Los brazos de Kaeren ardían; el frío de la nieve a su alrededor se refugió en sus venas como aliento de dragón. Tras tres asaltos, Varek cayó de rodillas con la guarda hecha trizas. Kaeren sintió un gusto metálico en la garganta —no era sangre propia, sino la memoria anticipada de batallas venideras—. Bajo las almenas, un cuervo graznó como si aplaudiera la dureza de la escena.
Más tarde, las clases de táctica se trasladaron a la Sala de Mapas: una estancia circular donde tapices polvorientos describían campañas gloriosas que Duryen tachaba con tiza roja mientras explicaba sus verdaderas pérdidas. Kaeren escuchó la lección sobre asedios prolongados y rapiña invernal, comprendiendo que las leyendas heroicas omitían festines de carroña y gritos de peste.
—La política de alianzas —sentenció el instructor, señalando los símbolos de Valthenor y Darvelis en un pergamino,— no es más que un juego de dados cargados. Hoy os prometen gloria; mañana os ordenan arrodillaros. Quien confíe en proclamas morirá con la lengua llena de promesas rotas.
Los ojos de Kaeren brillaron con un resentimiento hondo. Cada palabra encajaba con la mueca de recuerdo de la Marquesa Courtevan y la cortesía dulzona del Rey Thaernys. Se juró, en silencio, no mendigar favores bajo techos ajenos. Estaba dispuesto a convertirse en hierro puro, incapaz de doblarse.
Al caer la tarde, la temperatura bajó lo suficiente como para helar las charcas del patio. Duryen ordenó un ejercicio final: cruzar el foso congelado cargando sacos de grava a la espalda. Los cadetes resbalaban, caían, volvían a levantarse con trozos de hielo colgando de las pestañas. Kaeren, con el saco oprimiéndole los pulmones, avanzó a trompicones hasta que sus rodillas golpearon el hielo. Los músculos gritaban rendición, pero la voz del instructor resonó como trueno:
—¡La debilidad es la primera víctima en la batalla! ¡Quien se arrodilla ahora, cavará su propia tumba mañana!
El muchacho apretó el puño, sintiendo el bronce del león dentro del guante.
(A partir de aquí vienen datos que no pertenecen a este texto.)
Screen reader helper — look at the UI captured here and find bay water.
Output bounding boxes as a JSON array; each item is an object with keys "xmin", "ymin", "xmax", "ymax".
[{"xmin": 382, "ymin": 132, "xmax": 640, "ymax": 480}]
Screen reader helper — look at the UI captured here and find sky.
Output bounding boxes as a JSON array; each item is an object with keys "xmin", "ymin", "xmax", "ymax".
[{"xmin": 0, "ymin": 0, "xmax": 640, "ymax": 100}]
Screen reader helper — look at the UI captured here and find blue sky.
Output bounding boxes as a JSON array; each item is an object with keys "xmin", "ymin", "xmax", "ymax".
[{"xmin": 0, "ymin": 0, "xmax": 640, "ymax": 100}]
Se incorporó, paso a paso, hasta cruzar el foso. Cuando por fin soltó el saco junto a la antorcha de meta, vio las sombras de sus compañeros doblar la rodilla detrás. Fue la primera vez que se sintió realmente temido. El invierno de Darvelis se le antojó suave comparado con la gélida determinación que le endurecía el pecho.
Esa noche, en su celda de aprendiz —un cuarto estrecho cuya única decoración era un ventanuco abierto a la niebla—, Kaeren desató el talismán del león y lo sostuvo a la luz de la vela. Recordó el humo de los laúdes, las columnas blancas, la voz firme de la niña rosa prometiendo espinas. Cerró el puño lentamente.